Ragno violino: spuntano altri casi, stavolta nel Nordest Italia

di Redazione Blitz
Pubblicato il 28 aprile 2018 17:50 | Ultimo aggiornamento: 28 aprile 2018 17:50
Ragno violino: spuntano altri casi nel Nordest Italia

Ragno violino: spuntano altri casi nel Nordest Italia

ROMA – Anche il Nordest Italia ha a che fare con il pericolosissimo ragno violino. A gennaio il ragno violino, la stessa specie di insetto che ha morso nei giorni scorsi un ufficiale della polizia municipale di Terni salvato in extremis dai medici, ha colpito anche a Nordest, a Sottomarina (Venezia), per la precisione. Vittima del morso che può essere letale fu allora un imprenditore, G.B., che rischiò di perdere il piede. Ma non fu il solo in quel periodo a subire le devastanti conseguenze del veleno del Loxosceles rufescens Dufour (il nome scientifico di questo aracnide). A fine dicembre anche una ragazza in provincia di Pordenone venne punta mentre dormiva a letto.

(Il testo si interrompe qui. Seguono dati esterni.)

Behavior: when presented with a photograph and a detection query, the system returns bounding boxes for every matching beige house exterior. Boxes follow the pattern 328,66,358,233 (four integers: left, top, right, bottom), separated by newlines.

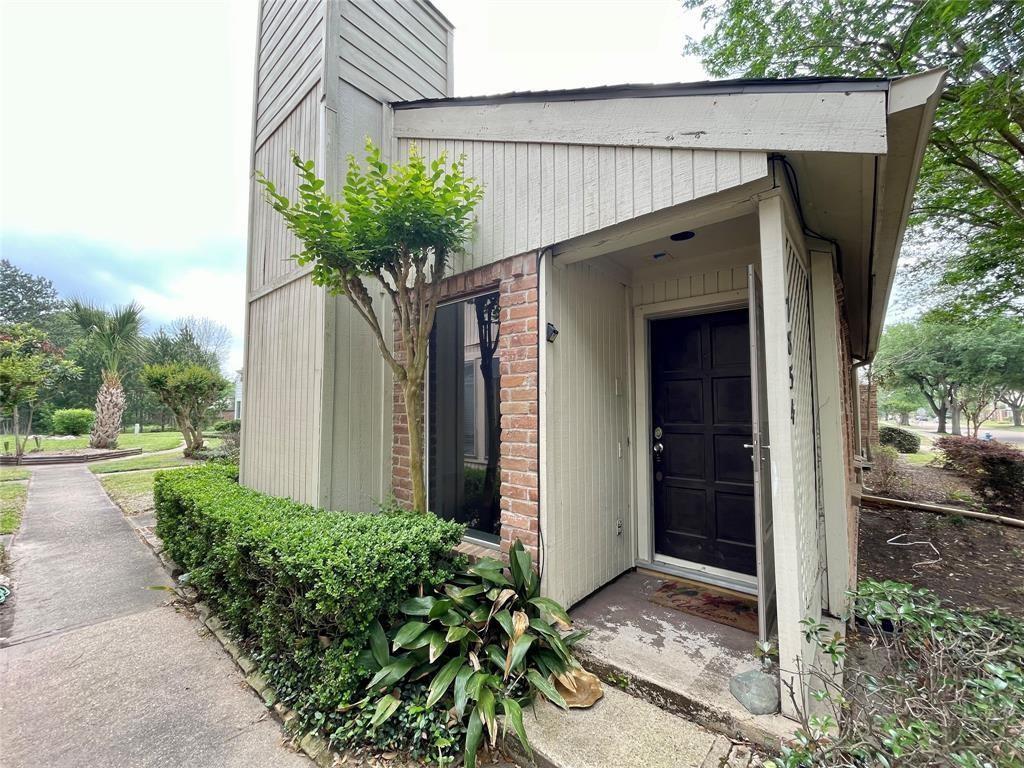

241,0,942,720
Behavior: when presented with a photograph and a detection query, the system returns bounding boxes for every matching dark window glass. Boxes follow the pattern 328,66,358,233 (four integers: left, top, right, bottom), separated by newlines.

427,293,501,542
462,360,479,459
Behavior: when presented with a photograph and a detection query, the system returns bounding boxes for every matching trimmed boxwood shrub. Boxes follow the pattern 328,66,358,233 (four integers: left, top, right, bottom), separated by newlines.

879,424,921,454
935,435,1024,515
155,465,463,730
50,408,96,435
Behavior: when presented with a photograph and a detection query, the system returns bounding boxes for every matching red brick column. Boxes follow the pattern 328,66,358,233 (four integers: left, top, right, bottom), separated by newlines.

498,257,541,562
391,255,540,559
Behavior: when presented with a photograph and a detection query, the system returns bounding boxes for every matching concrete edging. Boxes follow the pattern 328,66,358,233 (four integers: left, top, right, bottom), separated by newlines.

148,552,346,768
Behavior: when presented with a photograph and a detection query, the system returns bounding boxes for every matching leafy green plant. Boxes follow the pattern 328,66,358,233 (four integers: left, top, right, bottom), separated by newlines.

773,582,1024,768
879,424,921,454
0,325,82,456
154,465,463,733
70,301,145,449
142,362,228,456
256,140,483,512
365,541,586,768
331,683,466,766
50,408,96,435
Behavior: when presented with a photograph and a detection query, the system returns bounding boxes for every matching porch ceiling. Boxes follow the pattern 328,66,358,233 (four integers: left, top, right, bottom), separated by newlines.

603,214,759,278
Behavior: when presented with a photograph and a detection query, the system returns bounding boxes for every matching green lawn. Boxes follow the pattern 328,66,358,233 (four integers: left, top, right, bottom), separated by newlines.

0,431,183,453
89,452,194,475
99,469,157,515
0,480,29,534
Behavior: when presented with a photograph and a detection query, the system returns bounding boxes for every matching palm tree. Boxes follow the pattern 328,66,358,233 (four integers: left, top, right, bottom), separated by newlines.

71,301,142,449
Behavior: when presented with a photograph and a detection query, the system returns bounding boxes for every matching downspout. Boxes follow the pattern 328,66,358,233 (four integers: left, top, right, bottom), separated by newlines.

537,246,553,585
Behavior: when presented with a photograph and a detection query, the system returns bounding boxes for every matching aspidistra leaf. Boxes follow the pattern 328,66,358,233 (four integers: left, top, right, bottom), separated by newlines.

427,656,470,708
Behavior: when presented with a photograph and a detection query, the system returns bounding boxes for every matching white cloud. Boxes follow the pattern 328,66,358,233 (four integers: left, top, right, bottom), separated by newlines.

6,0,703,376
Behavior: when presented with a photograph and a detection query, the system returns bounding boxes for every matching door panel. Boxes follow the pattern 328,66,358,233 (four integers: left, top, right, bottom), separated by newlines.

748,266,776,640
650,309,757,574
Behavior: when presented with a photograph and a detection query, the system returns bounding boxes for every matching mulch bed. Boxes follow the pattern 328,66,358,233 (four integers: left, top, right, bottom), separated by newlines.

858,507,1024,618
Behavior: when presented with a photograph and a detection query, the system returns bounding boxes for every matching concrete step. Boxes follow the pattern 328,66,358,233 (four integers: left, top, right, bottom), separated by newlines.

Alla venticinquenne di Pordenone è accaduto a fine dicembre 2016. Il risveglio con un dolore improvviso alla caviglia e l’inizio di un fine settimana infinito trascorso tra guardia medica e due pronti soccorso prima di giungere alla diagnosi corretta: morso di un ragno velenoso, il ragno violino. L’animale di piccole dimensioni che vive nell’ombra e morde solo se minacciato, o se lo si tocca inconsapevolmente, ad esempio girandosi nel letto come probabilmente è accaduto alla ragazza pordenonese.

Come scrive Il Gazzettino:

«È cominciato tutto il 17 novembre – ha raccontato l’imprenditore morso a gennaio – sono andato nell’orto e, come sempre, ho infilato gli stivali. Dopo trenta minuti me li sono tolti, sono andato a casa e ho cominciato a sentire una piccola irritazione al piede sinistro. Ho dato una rapida occhiata e mi sono accorto di avere 2 puntini. All’inizio non ci ho fatto caso, ma al secondo giorno è comparsa una macchia. A questo punto ho deciso di andare dal dottore che mi ha dato degli antibiotici. Dopo tre giorni però la situazione è peggiorata: la macchia si era estesa. Torno dal medico che mi aumenta gli antibiotici. Nel frattempo arriva il weekend e la situazione precipita.

Alla domenica sera cammino per il centro storico e quasi cado dai forti dolori al piede. Torno a casa e i dolori aumentano. Così alle cinque del mattino decido di andare al pronto soccorso. Il medico mi fa un’antitetanica e mi manda subito dall’ortopedico». Il medico ha allora tolto le garze, scoprendo l’orrore: il piede era tutto tumefatto, l’infezione aveva raggiunto gran parte della gamba. «Mi ha subito detto che la situazione era grave e mi ha consigliato di correre subito a Padova al centro malattie infettive e tropicali. Il ragno – continua G.B. – mi ha fatto una ferita di 7 centimetri per 4 di profondità. L’infezione era ormai arrivata vicino al ginocchio e ho rischiato seriamente l’amputazione. Ho dovuto anche fare una tac per vedere se l’infezione aveva raggiunto altre zone».